Now before you ask, no I can’t smell. Unless my nose is entrenched in poo or petrol, I can’t smell. Yes, there have been many times where I have been sitting at the kitchen table with dinner burning on the stove for my husband to return from work bursting to get inside …“Simone, something’s burning” he’ll yell through the front door while he gets his key out of his pocket BUT I can’t decipher his intense waffles or smell what apparently smacked him in the face as he turned down our street. Instead, I’m thinking .. life is good, kids are bathed, dinner almost ready and adult only time will begin soon (not that kind of adult time, picture reading a book without hearing ‘mum …. Austin hit me’ or ‘Muuuummmm, what’s infinity plus one?’). What on earth is Simons problem?

Another perfectly acceptable and obvious question you might ask is why don’t I use a normal timer? Well here’s the thing. Every time I do remember to use a timer I think, “I’ll remember” despite my sorry looking saucepans screaming otherwise. I’m becoming quite concerned. This dishonesty with myself is getting out of hand. If dinner isn’t burnt, it is usually due to forgetting to turn the stove on.

Which leads me to think, are there other areas that I haven’t been honest with myself? Like ….

I can’t think of anything else. Perhaps my talent lies in detecting others self-deceptions (ask my husband).

So you say, don’t give up Simone, there is always hope, we can’t live without hope. You know what, you are right. Absolutely right! What would a day be without a little hope for something? Good advice.

So, does that mean I hope that I will be honest with myself and finally start to use the timer? Or do I hope that I will one day learn to remember without the timer? I’m confused..…

Talking about the kitchen …. what do you think of my tea towels?

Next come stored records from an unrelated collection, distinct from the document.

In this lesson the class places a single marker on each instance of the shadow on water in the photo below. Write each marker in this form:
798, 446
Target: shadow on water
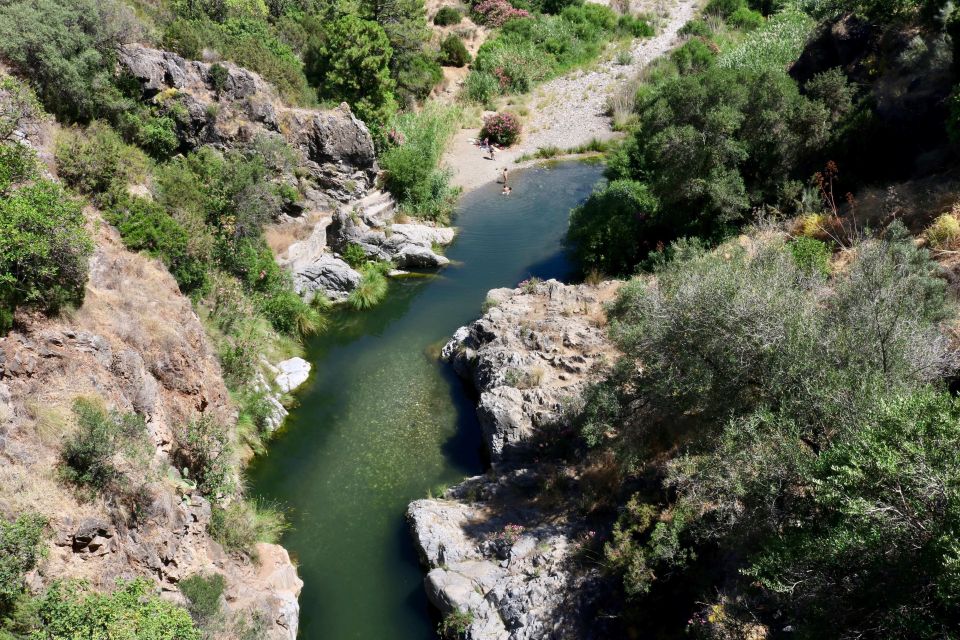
382, 423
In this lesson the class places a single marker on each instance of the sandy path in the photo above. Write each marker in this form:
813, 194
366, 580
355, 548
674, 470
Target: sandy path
567, 111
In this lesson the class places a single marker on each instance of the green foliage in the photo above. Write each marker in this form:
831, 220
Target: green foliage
530, 50
44, 249
604, 229
481, 87
21, 547
371, 290
792, 406
693, 57
89, 455
95, 161
746, 19
67, 50
724, 8
453, 53
352, 63
204, 448
713, 144
447, 16
411, 168
241, 524
455, 624
203, 592
811, 256
70, 610
774, 46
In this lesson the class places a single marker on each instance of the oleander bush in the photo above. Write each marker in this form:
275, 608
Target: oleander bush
501, 128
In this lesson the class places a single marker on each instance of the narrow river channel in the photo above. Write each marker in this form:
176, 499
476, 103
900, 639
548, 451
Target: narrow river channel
382, 423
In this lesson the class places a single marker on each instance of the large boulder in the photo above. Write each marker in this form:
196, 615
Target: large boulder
335, 148
328, 275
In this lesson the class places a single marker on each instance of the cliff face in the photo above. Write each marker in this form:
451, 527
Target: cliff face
235, 106
503, 547
137, 344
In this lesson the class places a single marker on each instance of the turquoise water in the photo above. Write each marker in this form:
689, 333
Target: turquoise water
382, 422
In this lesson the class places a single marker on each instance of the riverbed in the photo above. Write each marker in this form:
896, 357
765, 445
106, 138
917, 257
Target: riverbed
382, 422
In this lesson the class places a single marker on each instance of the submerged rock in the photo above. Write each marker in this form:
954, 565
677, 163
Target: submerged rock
328, 275
293, 373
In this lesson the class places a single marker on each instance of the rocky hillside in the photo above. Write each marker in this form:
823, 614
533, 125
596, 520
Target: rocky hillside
503, 554
137, 345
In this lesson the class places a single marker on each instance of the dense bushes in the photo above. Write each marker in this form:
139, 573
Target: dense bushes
713, 143
352, 64
21, 547
133, 610
790, 407
89, 456
453, 53
411, 165
501, 128
44, 249
67, 50
529, 50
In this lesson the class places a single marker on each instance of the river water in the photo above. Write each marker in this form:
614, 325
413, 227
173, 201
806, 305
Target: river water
382, 422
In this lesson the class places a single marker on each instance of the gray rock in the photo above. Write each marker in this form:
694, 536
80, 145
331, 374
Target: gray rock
329, 275
293, 373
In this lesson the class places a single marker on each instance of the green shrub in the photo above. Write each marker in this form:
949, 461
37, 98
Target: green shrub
693, 57
944, 232
96, 161
44, 250
606, 229
240, 525
811, 256
412, 174
746, 19
354, 255
89, 456
21, 547
67, 48
447, 16
455, 625
70, 610
416, 75
453, 53
204, 449
724, 8
635, 27
501, 128
351, 64
696, 28
371, 290
203, 592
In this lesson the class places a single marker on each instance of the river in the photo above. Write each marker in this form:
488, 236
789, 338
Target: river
382, 422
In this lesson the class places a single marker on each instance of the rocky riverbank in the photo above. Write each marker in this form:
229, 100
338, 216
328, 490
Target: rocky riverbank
501, 549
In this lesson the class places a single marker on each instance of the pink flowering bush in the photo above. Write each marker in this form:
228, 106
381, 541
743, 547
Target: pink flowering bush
494, 13
502, 129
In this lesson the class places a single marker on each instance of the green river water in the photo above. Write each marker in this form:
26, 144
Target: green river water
381, 422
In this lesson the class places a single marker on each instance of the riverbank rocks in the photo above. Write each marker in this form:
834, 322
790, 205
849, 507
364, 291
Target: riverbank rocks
493, 547
327, 275
292, 373
408, 246
533, 351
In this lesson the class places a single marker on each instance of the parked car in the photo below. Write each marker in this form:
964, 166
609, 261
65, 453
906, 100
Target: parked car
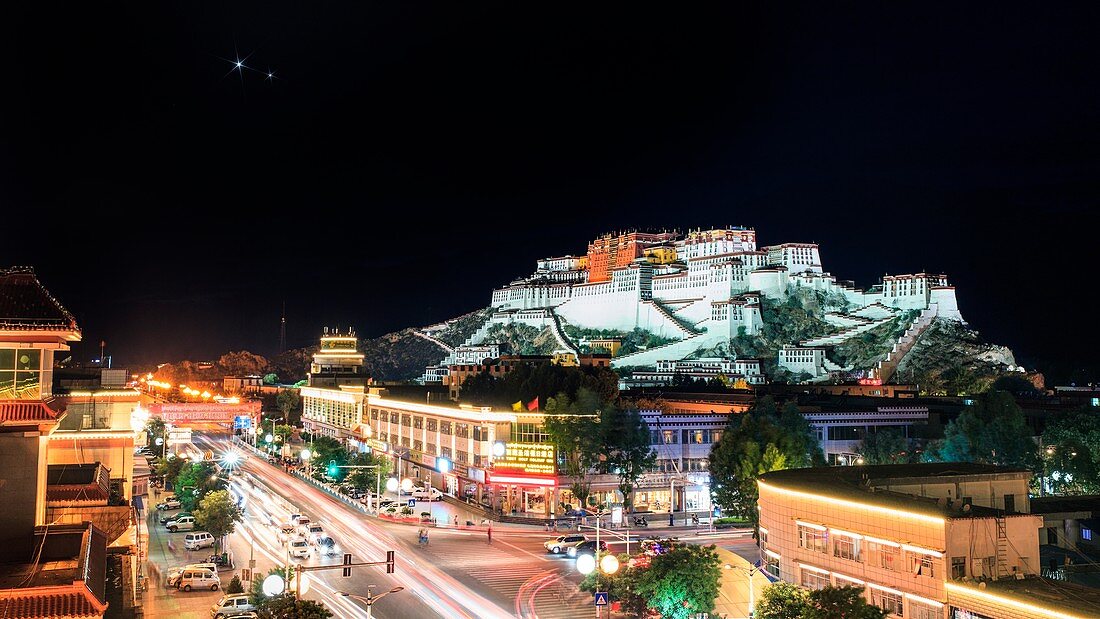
299, 549
176, 573
427, 494
169, 517
185, 523
197, 540
327, 546
195, 578
231, 606
314, 532
587, 546
562, 543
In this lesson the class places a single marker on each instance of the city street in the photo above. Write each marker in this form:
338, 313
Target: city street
458, 574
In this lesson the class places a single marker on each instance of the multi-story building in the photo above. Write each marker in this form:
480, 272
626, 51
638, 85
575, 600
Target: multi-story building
924, 541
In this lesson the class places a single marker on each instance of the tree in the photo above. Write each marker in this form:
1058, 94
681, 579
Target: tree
154, 430
575, 439
201, 478
782, 600
288, 607
682, 582
288, 401
829, 603
369, 478
884, 446
1071, 452
218, 515
757, 442
234, 586
990, 431
629, 452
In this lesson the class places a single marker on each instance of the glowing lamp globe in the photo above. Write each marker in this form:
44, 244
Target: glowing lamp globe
585, 564
274, 585
608, 564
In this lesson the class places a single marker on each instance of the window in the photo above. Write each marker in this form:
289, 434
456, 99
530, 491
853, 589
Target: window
771, 565
813, 579
888, 600
921, 610
813, 539
922, 564
846, 548
958, 567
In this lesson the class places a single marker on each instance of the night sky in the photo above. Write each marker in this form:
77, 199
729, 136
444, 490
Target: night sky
406, 158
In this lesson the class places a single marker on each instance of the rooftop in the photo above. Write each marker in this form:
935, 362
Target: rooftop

Bike image on linen tea towel Bike image on linen tea towel screen printed jug on linen tea towel screen printed jug on linen tea towel screen printed jug on linen tea towel


6 thoughts on “Detecting self-deceptions in the kitchen

  1. The tea towels are gorgeous! As for the cooking, I still can’t seem to get through a single meal prep without multiple “oops!” and spilling on every surface available… must be a messy artist thing. lol

  2. Lovely towels. 🙂
    What? Burn the dinner? Isn’t that how it is suppose to be served? I grew up on burned food so prefer the taste. And have learned all the tricks – ie, add water to soups, stews, etc to resurrect what can be saved. “That is how I learned to cook it.” 😉

  3. The answer is to stop cooking obviously! That way we can safely assume no house will ever burn down and no one will need to eat burnt sludge. Just build a backyard fire pit like hubby did on the week-end, give the kids a stick with a sausage and a marshmellow stuck on the end and they can cook it themselves.
    I really like your main tactic to avoid burning dinner ie.forgetting to turn the stove on! Love it!